Some of the more notable trends identified by the WWL-2021 report follow:
Covid-19 was and is being “used as a weapon by persecutors”; it has become a “catalyst for religious persecution through relief discrimination, forced conversion, and as justification for increasing surveillance and censorship.” Numerous incidents were “recorded across Asia and Africa—where vulnerable believers are deliberately neglected by local authorities when food is distributed, Christian nurses are denied vital PPE [personal protective equipment], and some Christians are even baselessly blamed for the spread of the virus.”
Eighty percent of India’s Christians “were passed over for food distribution.” Similarly, “Christians were left out of COVID-19 government relief in Bangladesh, often facing starvation or severe health issues.” And “some Christians in Ethiopia were discriminated against when government aid was distributed.” (See here for examples from other nations.)
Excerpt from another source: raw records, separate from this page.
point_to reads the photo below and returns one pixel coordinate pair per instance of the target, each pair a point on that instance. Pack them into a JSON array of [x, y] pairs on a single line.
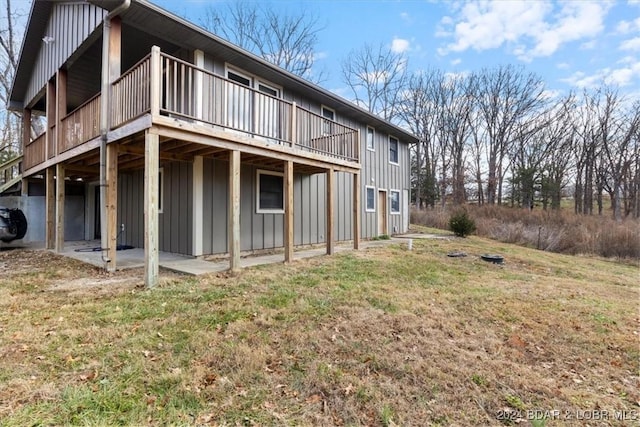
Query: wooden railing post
[[294, 125], [155, 81]]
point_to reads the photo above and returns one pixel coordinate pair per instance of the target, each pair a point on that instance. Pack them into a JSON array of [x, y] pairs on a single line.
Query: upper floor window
[[239, 78], [327, 125], [370, 199], [371, 133], [394, 195], [393, 150]]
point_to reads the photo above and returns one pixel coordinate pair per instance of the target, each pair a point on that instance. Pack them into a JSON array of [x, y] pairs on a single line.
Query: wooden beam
[[288, 211], [356, 210], [234, 210], [207, 135], [151, 189], [50, 208], [112, 205], [198, 206], [330, 209], [60, 196], [139, 151]]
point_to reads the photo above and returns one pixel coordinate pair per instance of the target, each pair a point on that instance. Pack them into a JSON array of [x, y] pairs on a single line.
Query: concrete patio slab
[[89, 252]]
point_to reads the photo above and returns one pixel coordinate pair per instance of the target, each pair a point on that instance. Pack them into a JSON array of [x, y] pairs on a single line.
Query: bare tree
[[10, 36], [416, 111], [377, 77], [286, 39], [505, 97]]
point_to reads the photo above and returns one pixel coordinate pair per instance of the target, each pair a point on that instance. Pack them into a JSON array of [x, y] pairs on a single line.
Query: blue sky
[[570, 44]]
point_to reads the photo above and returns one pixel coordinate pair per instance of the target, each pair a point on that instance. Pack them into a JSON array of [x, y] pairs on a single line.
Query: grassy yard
[[384, 336]]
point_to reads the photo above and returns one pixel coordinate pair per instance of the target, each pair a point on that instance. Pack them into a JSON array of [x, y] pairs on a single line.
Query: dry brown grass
[[554, 231], [377, 337]]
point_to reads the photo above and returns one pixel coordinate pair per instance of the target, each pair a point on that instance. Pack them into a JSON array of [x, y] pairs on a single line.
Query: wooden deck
[[195, 112]]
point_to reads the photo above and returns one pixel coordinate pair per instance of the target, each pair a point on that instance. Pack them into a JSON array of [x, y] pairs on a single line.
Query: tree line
[[494, 136], [499, 136]]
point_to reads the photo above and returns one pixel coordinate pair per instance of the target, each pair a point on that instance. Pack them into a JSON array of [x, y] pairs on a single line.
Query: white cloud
[[527, 29], [625, 75], [399, 45], [406, 17], [631, 44], [626, 27]]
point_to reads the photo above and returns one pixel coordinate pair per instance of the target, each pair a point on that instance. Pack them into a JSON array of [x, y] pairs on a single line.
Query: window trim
[[366, 199], [391, 211], [259, 210], [397, 162], [373, 139]]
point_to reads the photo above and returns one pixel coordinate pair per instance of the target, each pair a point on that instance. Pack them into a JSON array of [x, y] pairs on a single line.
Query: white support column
[[60, 196], [151, 191], [288, 211], [198, 205], [330, 205], [234, 210]]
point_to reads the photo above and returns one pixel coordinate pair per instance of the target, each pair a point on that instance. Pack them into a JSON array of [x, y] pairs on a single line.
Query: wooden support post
[[288, 211], [26, 127], [115, 48], [50, 208], [151, 191], [356, 210], [61, 109], [234, 210], [330, 213], [155, 81], [198, 60], [60, 196], [51, 120], [198, 205], [294, 124], [112, 205]]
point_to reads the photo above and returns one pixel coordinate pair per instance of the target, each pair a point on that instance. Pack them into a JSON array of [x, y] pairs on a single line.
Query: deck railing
[[34, 152], [130, 94], [191, 93]]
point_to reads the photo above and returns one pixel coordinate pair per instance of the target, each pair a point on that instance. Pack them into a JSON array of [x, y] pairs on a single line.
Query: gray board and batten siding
[[258, 230], [52, 49]]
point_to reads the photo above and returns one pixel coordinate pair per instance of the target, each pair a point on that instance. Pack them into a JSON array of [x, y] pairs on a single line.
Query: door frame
[[383, 217]]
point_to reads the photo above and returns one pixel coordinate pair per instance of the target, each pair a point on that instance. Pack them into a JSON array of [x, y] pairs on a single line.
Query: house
[[170, 138]]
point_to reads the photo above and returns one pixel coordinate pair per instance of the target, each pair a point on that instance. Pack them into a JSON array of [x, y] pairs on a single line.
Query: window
[[370, 136], [394, 195], [393, 150], [327, 125], [371, 199], [270, 192]]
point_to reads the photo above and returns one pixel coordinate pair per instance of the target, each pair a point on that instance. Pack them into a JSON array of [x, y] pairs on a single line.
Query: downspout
[[105, 101]]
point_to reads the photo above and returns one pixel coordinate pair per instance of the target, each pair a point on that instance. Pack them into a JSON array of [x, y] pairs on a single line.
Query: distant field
[[384, 336]]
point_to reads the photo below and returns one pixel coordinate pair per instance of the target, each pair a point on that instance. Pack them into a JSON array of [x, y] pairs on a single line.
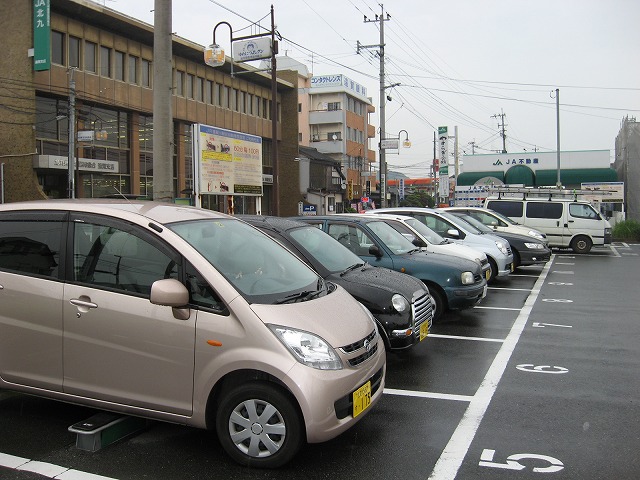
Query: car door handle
[[82, 303]]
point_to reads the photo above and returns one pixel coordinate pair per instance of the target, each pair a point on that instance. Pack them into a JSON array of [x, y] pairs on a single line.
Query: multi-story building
[[110, 58], [627, 165], [333, 118]]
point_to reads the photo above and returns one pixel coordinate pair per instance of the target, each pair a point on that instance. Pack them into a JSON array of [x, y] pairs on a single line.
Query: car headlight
[[502, 247], [307, 348], [467, 278], [399, 303]]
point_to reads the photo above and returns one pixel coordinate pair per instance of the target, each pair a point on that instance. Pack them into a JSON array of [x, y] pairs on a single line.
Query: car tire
[[259, 425], [581, 244]]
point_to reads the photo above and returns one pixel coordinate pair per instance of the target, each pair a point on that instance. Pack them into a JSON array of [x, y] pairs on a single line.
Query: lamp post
[[214, 57]]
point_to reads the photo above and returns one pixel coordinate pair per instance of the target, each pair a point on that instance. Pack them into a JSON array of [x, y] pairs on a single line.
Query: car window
[[581, 210], [544, 210], [31, 247], [107, 257]]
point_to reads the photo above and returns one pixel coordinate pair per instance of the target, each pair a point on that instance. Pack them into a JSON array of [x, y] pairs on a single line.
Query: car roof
[[160, 212]]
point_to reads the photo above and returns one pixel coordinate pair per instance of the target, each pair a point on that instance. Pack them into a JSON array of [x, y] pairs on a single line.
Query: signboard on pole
[[229, 162], [41, 35], [443, 139]]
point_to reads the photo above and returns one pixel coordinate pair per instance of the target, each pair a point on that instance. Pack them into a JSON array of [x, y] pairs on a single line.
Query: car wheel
[[494, 270], [581, 244], [437, 301], [259, 425]]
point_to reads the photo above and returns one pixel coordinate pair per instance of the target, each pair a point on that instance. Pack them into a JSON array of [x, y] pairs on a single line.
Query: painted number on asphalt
[[512, 463], [530, 367]]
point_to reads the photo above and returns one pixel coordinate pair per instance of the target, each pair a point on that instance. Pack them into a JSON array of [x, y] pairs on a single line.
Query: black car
[[527, 250], [400, 303]]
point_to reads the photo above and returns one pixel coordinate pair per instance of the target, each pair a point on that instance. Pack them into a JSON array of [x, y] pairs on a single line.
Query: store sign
[[230, 162], [443, 139], [41, 35], [254, 49]]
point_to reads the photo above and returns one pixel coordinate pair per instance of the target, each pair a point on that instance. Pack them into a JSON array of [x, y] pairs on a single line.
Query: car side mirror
[[169, 292], [453, 233], [375, 251]]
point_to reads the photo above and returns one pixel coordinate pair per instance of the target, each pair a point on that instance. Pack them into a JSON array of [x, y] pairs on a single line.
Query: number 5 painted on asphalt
[[486, 460]]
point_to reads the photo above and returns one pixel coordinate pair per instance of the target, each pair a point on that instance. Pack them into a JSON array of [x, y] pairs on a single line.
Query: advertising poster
[[230, 163]]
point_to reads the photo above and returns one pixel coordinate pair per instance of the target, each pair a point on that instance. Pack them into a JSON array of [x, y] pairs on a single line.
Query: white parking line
[[453, 454], [439, 396], [46, 469], [458, 337]]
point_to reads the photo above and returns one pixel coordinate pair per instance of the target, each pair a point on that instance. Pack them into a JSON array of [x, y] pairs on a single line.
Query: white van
[[567, 223]]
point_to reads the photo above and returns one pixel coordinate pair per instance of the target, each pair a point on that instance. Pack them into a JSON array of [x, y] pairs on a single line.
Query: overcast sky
[[459, 63]]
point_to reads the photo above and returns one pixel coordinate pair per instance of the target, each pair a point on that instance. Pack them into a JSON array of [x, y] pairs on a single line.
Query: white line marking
[[457, 337], [439, 396], [499, 308], [46, 469], [512, 289], [453, 454]]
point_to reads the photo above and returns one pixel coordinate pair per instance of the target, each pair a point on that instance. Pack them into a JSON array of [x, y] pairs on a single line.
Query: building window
[[145, 73], [119, 67], [90, 56], [105, 62], [189, 86], [57, 47], [74, 52], [199, 87], [179, 83], [133, 69]]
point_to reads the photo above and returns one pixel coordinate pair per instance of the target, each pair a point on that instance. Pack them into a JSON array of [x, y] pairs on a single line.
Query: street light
[[214, 56]]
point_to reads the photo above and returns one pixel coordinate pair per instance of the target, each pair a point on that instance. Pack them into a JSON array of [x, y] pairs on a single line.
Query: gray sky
[[459, 63]]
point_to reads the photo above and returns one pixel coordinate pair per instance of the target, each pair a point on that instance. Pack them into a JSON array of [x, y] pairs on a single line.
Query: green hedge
[[627, 230]]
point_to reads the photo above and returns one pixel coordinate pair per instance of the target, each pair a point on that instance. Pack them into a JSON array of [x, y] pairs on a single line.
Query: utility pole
[[503, 133], [383, 164], [72, 136], [162, 89]]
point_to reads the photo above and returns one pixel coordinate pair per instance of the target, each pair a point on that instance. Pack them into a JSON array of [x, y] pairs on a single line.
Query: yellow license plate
[[361, 399], [424, 330]]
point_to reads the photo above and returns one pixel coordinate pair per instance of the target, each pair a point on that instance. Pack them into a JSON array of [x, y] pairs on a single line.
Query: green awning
[[575, 176], [520, 175], [470, 178]]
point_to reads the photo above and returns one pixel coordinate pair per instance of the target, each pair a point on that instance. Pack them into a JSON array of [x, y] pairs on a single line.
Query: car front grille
[[367, 348], [422, 312]]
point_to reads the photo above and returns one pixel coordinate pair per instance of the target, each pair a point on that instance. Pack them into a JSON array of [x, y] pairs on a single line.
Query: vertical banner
[[443, 139], [41, 35]]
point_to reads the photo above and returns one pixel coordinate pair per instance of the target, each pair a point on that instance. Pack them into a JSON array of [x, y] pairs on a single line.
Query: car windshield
[[475, 223], [334, 256], [394, 240], [429, 235], [261, 269], [460, 222]]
Islamic-fueled violence against and killings of Christians continued to rise “dramatically in sub-Saharan Africa”:
Of the top six countries where Christians experience the most outright violence, five are in sub-Saharan Africa. Nigeria—which re-entered the top 10 for the first time since 2015—saw the most violence against Christians in 2020, with armed Fulani militants killing, burning, kidnapping and raping with impunity. Islamist violence is also why Cameroon rose to 42 from 48, and why Democratic Republic of Congo (40) and Mozambique (45) are new entries to the top 50.
Communist China developed new restrictions and surveillance methods—including by installing more than 415 million facial recognition cameras to track people’s whereabouts—in order “to monitor citizens for their own ‘protection’ and ‘security.’” Considering that for the first time in over a decade, China has made it among the top 20 persecutors—up to #17 from #23 last year—this does not bode well for Christians, who are already “intensely monitored by the state.”
Similarly, in Turkey, which rose to #25 from #36 last year, every citizen’s “religious affiliation is recorded on the electronic chip of identity cards, making it easy to discriminate against Christians.”
A few other quotes of note from the WWL-2021:
- “More Christians are murdered for their faith in Nigeria than in any other country.”
- “In Egypt, kidnappings and forced marriages of Christian women and girls to their Muslim abductors has reached record levels.”
- In the “beautiful island nation of Maldives,” which is Islamic, “Christian persecution takes place away from the eyes of international tourists.”
- “In remote Vietnam, a woman who leaves her tribe’s beliefs to follow Jesus often loses any rights to see her children.”
- Even in the most moderate Arab nation, “Violent Islamic extremists are active in the border areas in southern Tunisia—they will target any Christian.”
Perhaps the most disturbing trend is that the number of persecuted Christians continues to grow annually. According to the latest statistics, “More than 340 million” Christians “experience high levels of persecution and discrimination for their faith.” This represents a 31 % increase from 2020, when only “260 million Christians experience[ed] high levels of persecution.” That represented a 6% increase from 2019, when the number was only 245 million Christians. And that represented a 14% increase from 2018, when 215 million was the number.
In short, between just 2018 and 2021, the persecution of Christians has increased by nearly 60%.
How long before this seemingly irreversible trend reaches even those nations currently celebrated for their religious freedom?